AI agents are not reducing headcount in supply chain.

Across 40+ manufacturers, the same people are still there. They're just finally catching up on work the ERP buried them under.

That's not the story most people expect, and it isn't the one on the slide that got the budget approved. But it's the pattern I keep running into, and I think it points at something more useful than the headcount question ever did.

The plants were already buried

Most of these operations were firefighting long before anyone mentioned AI.

The reason isn't mismanagement. It's that supply chains don't sit still. Tariffs move. Suppliers get swapped mid-contract. A part that was single-sourced last quarter is dual-sourced this one. Requirements shift faster than anyone can re-configure for.

The ERP, meanwhile, was set up for the business that existed on go-live day.

It's a snapshot.
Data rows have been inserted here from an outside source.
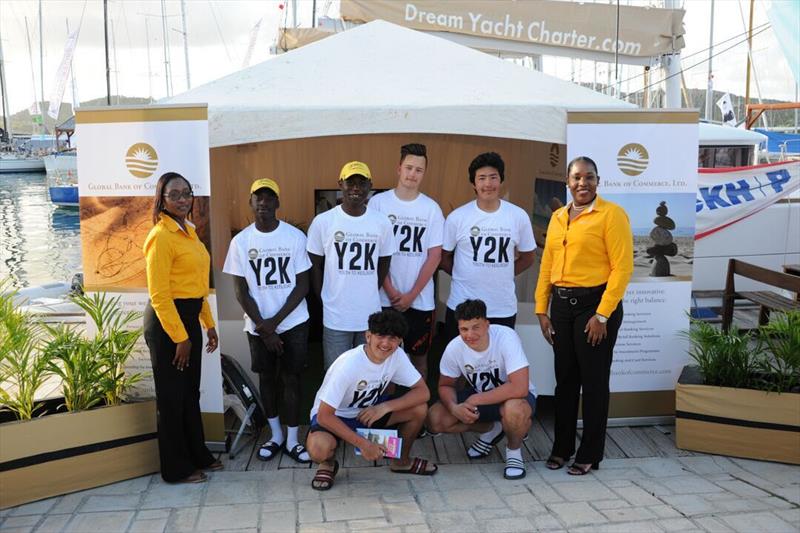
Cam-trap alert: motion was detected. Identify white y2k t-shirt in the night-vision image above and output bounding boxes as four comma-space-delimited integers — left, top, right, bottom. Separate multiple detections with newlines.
369, 189, 444, 311
310, 344, 422, 418
307, 206, 394, 331
222, 222, 311, 335
439, 324, 536, 396
442, 200, 536, 318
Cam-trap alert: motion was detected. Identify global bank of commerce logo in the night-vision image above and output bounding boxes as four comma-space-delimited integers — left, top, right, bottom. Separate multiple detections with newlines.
617, 143, 650, 176
125, 143, 158, 179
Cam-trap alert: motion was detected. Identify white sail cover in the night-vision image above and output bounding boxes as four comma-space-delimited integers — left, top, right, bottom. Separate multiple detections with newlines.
169, 21, 635, 147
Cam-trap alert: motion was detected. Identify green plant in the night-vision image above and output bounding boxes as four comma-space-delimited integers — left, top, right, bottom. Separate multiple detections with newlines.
42, 324, 107, 411
72, 293, 143, 405
0, 281, 49, 420
684, 320, 763, 388
758, 311, 800, 392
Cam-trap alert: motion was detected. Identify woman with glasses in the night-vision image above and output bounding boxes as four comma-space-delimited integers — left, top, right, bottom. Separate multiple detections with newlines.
536, 157, 633, 476
144, 172, 222, 483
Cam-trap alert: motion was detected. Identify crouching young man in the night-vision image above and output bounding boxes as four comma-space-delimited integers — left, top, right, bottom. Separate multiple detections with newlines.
306, 310, 438, 490
427, 300, 536, 479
And the snapshot doesn't move when the business does.

That gap — between the business as configured and the business as it actually runs today — is where the firefighting lives. It doesn't announce itself. It just quietly becomes the job.

So the work routes around the system

Here's what that looks like in practice.

Every gap the ERP can't keep up with becomes a spreadsheet. Every exception it can't represent becomes an email thread. Every rule that changed after go-live gets encoded in someone's head, or in a tab nobody else can read.

None of this is anyone's fault. It's what a competent team does when the system of record can't keep pace with the business: they build a faster one alongside it.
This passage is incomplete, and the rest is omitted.